Se há uma situação em o destino apronta peripécias, esse momento é a Copa do Mundo, evento único, realizado de quatro em quatro anos, sempre em eventualidades que jamais se repetem. O diversificado Mundial das nacionalidades permite que se faça um paralelo entre as histórias dos jogadores/personagens e as trajetórias das pessoas comuns. Assim como na vida cotidiana, dentro de campo estão resistências, circunstâncias coletivas e habilidades que se destacam. Nem sempre isso se traduz em vitórias, em objetivos alcançados ou em momentos de felicidade.
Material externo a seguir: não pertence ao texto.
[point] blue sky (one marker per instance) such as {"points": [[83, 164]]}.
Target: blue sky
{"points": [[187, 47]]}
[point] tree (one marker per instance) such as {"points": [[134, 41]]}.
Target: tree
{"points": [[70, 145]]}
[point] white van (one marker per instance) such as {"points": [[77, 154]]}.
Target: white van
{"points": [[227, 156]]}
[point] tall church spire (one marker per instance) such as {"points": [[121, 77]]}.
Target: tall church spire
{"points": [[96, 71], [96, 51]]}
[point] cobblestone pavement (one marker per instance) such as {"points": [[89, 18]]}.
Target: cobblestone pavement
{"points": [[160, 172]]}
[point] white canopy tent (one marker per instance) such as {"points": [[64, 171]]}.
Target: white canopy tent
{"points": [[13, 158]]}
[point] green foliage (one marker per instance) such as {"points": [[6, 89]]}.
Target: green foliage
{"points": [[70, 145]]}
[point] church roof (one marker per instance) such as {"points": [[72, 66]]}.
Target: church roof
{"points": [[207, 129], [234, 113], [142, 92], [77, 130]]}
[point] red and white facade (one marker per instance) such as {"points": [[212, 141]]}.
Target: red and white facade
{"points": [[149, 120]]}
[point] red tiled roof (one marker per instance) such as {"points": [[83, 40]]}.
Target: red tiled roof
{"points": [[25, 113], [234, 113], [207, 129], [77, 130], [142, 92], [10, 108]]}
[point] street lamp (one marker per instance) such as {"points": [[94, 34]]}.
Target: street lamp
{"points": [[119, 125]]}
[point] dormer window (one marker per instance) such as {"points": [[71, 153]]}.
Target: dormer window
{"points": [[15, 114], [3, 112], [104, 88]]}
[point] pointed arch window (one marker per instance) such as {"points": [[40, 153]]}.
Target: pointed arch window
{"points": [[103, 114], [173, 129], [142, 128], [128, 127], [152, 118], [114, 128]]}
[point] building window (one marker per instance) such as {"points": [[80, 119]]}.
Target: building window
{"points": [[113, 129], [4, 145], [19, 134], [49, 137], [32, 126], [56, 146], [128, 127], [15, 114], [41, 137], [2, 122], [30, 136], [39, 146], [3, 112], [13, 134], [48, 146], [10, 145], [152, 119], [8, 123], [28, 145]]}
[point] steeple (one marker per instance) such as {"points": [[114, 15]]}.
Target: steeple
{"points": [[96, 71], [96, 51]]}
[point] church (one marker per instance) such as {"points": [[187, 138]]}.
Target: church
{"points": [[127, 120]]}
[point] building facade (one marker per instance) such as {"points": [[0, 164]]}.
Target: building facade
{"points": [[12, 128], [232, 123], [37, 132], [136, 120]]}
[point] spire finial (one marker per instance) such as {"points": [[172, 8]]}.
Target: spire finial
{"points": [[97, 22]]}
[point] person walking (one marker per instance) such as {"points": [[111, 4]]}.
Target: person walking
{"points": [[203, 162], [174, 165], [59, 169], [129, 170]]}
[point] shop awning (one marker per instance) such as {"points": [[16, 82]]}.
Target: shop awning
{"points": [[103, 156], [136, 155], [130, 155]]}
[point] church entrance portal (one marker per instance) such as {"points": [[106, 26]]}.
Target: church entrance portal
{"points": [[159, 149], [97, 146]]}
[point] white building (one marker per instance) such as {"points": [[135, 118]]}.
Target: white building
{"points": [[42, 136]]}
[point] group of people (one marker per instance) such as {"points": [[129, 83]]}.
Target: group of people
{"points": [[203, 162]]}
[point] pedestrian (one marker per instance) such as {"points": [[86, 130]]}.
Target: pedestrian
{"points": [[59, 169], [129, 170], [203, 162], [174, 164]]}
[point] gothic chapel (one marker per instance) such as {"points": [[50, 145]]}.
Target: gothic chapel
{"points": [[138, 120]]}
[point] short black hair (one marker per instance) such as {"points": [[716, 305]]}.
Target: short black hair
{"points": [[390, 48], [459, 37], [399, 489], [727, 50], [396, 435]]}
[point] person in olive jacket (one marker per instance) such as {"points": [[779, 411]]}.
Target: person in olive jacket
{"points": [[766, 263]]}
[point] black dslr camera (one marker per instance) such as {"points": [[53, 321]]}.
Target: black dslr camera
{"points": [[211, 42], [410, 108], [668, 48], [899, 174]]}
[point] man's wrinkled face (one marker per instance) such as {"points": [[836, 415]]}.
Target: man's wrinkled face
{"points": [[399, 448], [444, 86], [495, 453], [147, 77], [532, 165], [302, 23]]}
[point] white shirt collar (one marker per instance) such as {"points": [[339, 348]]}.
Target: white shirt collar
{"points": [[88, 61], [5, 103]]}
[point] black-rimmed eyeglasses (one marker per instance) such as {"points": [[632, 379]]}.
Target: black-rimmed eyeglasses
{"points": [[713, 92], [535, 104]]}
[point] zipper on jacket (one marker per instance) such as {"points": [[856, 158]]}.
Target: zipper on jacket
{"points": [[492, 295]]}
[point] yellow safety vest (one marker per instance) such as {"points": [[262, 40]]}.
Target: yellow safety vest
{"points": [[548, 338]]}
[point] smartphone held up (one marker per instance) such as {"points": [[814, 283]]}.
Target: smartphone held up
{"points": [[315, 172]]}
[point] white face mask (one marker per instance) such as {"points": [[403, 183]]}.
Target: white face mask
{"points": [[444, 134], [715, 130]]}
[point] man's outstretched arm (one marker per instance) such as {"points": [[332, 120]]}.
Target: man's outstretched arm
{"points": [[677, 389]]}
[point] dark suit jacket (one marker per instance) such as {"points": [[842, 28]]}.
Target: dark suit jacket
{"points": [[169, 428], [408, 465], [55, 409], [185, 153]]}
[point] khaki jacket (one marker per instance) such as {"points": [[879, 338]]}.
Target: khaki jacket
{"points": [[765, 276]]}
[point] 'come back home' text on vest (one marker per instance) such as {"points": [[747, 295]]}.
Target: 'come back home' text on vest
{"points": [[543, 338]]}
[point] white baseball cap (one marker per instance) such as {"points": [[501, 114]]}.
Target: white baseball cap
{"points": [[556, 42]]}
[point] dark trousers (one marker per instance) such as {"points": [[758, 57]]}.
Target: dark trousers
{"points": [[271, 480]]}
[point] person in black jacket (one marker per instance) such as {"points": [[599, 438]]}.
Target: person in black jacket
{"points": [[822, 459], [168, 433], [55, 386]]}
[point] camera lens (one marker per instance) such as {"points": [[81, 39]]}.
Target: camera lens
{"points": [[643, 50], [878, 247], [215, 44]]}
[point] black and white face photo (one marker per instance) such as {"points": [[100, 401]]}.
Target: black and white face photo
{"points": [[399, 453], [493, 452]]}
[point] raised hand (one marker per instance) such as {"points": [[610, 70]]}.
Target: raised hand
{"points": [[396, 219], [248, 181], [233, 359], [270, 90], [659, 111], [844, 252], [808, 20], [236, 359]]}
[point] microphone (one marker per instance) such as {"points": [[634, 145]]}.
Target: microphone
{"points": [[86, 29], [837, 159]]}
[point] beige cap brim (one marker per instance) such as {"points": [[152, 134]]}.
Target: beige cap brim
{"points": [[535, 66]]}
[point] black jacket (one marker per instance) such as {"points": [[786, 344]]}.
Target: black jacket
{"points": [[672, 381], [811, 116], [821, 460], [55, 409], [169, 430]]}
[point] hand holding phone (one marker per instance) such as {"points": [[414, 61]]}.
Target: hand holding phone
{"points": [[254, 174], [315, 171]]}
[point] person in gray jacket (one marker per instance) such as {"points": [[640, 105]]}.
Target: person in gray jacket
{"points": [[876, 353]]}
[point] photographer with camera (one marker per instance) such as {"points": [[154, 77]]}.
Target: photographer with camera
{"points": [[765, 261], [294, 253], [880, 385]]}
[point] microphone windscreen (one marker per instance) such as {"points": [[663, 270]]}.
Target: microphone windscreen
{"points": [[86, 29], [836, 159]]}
No dicionário, eles não são sinônimos, mas o “se” e o “quase” possuem “quase” o mesmo sentido. 

O Brasil poderia ter uma taça a menos se o craque Roberto Baggio não tivesse chutado um pênalti para fora na Copa de 1994. A geração de Zico, Sócrates e Falcão não seria frustrada se Paolo Rossi não tivesse feito três gols em uma única partida. Por uma questão de milímetros, o goleiro brasileiro Barbosa quase defendeu o chute do ponteiro uruguaio Chiggia, no “Maracanaço” de 1950, uma derrota que provocou um trauma maior do que os 7 a 1 da Alemanha em 2014.  Veja então esses átimos do destino. Se Zico não tivesse errado um pênalti em 1986, se Ronaldo Fenômeno não tivesse sofrido uma convulsão na final de 1998 e se o lateral Roberto Carlos não tivesse arrumado as meias em hora imprópria em 2006, hoje o Brasil não seria freguês da França.

Quem bem descreve o quase em sua vida é o ex-jogador e colunista esportivo, Eduardo de Andrade, mais conhecido como Tostão, autor do livro “Tempos Vividos, Sonhados e Perdidos”, publicado pela prestigiada Companhia das Letras. O quase foi tão presente na vida do ex-jogador que ele incluiu no livro um capítulo sobre o tema que também inspira esta coluna. O tricampeão do mundo de 1970 viveu uma época de ouro do futebol brasileiro ao lado de Pelé, Zagallo, Carlos Alberto Torres e Rivelino. Tem histórias para contar. Atacante talentoso, revelado no Cruzeiro, Tostão descreve no livro os vaivéns da própria vida. Tinha uma carreira promissora até que num jogo no Pacaembu, sem muita importância, em setembro de 1969, uma fatalidade mudou o seu destino. De forma atabalhoada, o zagueiro Ditão do Corinthians acertou uma bolada no olho esquerdo quando estava caído no chão. Naquela época, a bola era pesada. Tostão teve um descolamento de retina, fez uma cirurgia nos Estados Unidos, ainda conseguiu jogar a Copa de 1970, mas logo teve de abandonar a carreira para não agravar o problema da visão. 

Por conta desta fatalidade, resolveu cursar Medicina para conhecer o corpo e a alma do ser humano. Estudou com afinco e se tornou um médico renomado em Belo Horizonte. Depois de alguns anos, a antiga paixão falou mais alto e Tostão aceitou os convites de emissoras de TV e jornais para ser comentarista e colunista esportivo. Por conta da sua bagagem cultural, tornou-se um dos mais lúcidos analistas do meio esportivo, um ramo do jornalismo onde comentaristas e narradores enfadonhos não se cansam de repetir as mesmas obviedades por décadas. “O time joga com duas linhas de quatro, a equipe que ataca muito se expõe ao contra-ataque e quando a defesa está fechada no meio o melhor é atacar pelas pontas”. Tostão encerra o capítulo do “quase” escrevendo que “todo encontro é um reencontro, com o que vivemos, imaginamos, sonhamos e deixamos de viver... Também sempre estamos perto de perder aquilo que temos. Por muito pouco, por instantes fugazes e por acasos, a vida muda de rumo”. No livro, a última bolada vem com a classe de Guimarães Rosa: “a vida é um descuido prosseguido”.